Lori Peterson: I’ve cut brass tubing to use in my sculptural bead making. It makes neat impressions and doesn’t melt.

Beading Times: Could you share with us some pictures of your studio set up?
Lori Peterson: Sure! I love my studio!

Beading Times: How much time do you spend making beads, in, say, hours per week? Is it enough?
Lori Peterson: It’s never enough! I spend about 20 hours a week making beads. Sometimes less, often more.

Beading Times: What about photographing your beads – what do you use to get your pictures?
Lori Peterson: I use a Sony Cybershot DSC-F505 which has been my faithful friend since I started making beads. I am dreading having to replace it since I know every last detail about how to use it. But, I know, eventually I will have to. I just got a spiffy new photo set up with professional lights and everything. It works great.

Beading Times: Do you have a website or auction site that you regularly sell you beads on? If so, what is the url/id info, etc.
Lori Peterson: – look on the buyables page, there is usually something available. I also sell quite frequently on eBay. I love the thrill of the auction format.

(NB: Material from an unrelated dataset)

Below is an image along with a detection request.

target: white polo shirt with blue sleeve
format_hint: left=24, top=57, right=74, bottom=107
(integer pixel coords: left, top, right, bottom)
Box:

Beading Times: Where do you see yourself going with lampworking/glassworking in the future? Or, where do you see it taking you?
Lori Peterson: Well, my ‘stay at home mom’ status just ended since my daughter turned 18 so I have been thinking of taking it to the next level by doing some shows and perhaps contacting some galleries. This is pretty scary since I’m so used to selling only on the internet. I am hoping to not be such a chicken someday soon.

Beading Times: Do you have a favorite bead, a “best bead.” Can you share a photograph with us?
Lori Peterson: Sure! I have lots of favorites!

Beading Times is pleased to present a monthly article spotlighting a lampwork bead artist. If you, or someone you know is interested in being featured, please contact

Copyright 2005 Dwyn Tomlinson. Photos by and copyright by the interviewee, unless stated otherwise.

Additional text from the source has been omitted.